Scottish independence isn't going away

Learn from history, and plan for a practical, working divorce
April 13, 2017

Scottish nationalism will not go away. Once separatist glory is embedded in the subconscious, it becomes a badge of honour. As long as independence is the cry of Scotland’s dominant party, the Scots seem happy to indulge it, even if not fully support it. But Brexit has been a lesson to us all. Who knows what independence really means?

The continued appeal of nationalism is no mystery. Half a century ago, Isaiah Berlin adapted Kant’s image of the “crooked timber” of mankind by describing nationalism as “the bent twig.” He attacked those who dismissed it as “a passing phase… a pathological inflammation of a wounded national consciousness.” To relegate nationalism to past history was, he thought, to play with fire. Berlin was right. In 50 years, the number of independent nations has not shrunk but doubled. They may have been born of imperial collapse, civil war, partition or, sometimes, peaceful negotiation. But the seeds of separatism swiftly take root and do not blow away.

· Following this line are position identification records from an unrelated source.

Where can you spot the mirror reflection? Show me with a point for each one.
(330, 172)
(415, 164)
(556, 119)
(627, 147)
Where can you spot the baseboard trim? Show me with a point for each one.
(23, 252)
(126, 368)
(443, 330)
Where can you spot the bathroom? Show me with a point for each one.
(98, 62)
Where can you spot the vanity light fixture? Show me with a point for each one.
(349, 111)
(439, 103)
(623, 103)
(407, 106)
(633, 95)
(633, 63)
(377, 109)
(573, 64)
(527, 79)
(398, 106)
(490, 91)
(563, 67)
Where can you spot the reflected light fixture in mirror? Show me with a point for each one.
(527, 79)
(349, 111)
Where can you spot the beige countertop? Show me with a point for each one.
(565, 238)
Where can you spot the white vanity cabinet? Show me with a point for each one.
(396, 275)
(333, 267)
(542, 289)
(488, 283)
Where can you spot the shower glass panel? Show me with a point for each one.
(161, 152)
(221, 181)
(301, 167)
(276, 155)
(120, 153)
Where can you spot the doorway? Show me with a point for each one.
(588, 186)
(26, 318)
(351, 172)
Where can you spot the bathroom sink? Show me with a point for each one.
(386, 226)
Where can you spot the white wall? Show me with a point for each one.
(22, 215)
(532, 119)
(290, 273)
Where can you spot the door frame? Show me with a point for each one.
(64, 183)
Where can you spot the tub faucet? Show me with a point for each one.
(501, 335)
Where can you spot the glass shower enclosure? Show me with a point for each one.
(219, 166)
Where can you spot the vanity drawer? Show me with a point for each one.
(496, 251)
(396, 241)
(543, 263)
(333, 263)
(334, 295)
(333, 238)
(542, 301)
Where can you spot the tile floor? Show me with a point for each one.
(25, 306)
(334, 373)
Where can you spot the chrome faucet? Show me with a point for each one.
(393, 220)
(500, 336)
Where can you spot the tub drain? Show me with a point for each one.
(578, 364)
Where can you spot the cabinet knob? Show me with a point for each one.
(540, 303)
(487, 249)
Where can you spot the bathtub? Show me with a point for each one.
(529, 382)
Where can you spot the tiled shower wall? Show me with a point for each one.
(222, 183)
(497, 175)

Opposition to independence is usually drenched in hypocrisy. Even as they oppose Scottish separatism, British governments have spent blood and treasure promoting the break-up of Yugoslavia, Libya and Iraq. At home, the long-standing hostility of London to self-rule within the “first British empire”—that of the British Isles—has long rendered this union unstable. Ireland broke away in 1920, and ended the real “united kingdom” there and then. Just under half of Scottish people now wish to follow suit, to the fury of London, which is now fighting to sustain the Scottish union with one hand and end the European one with the other. Just as the EU divorce was instigated by bureaucratic heavy-handedness in Brussels, so Scottish separatism resulted from heavy-handed centralism in London. Scotland was solidly unionist until Thatcher imposed a poll tax on the Scots (before England) in 1989.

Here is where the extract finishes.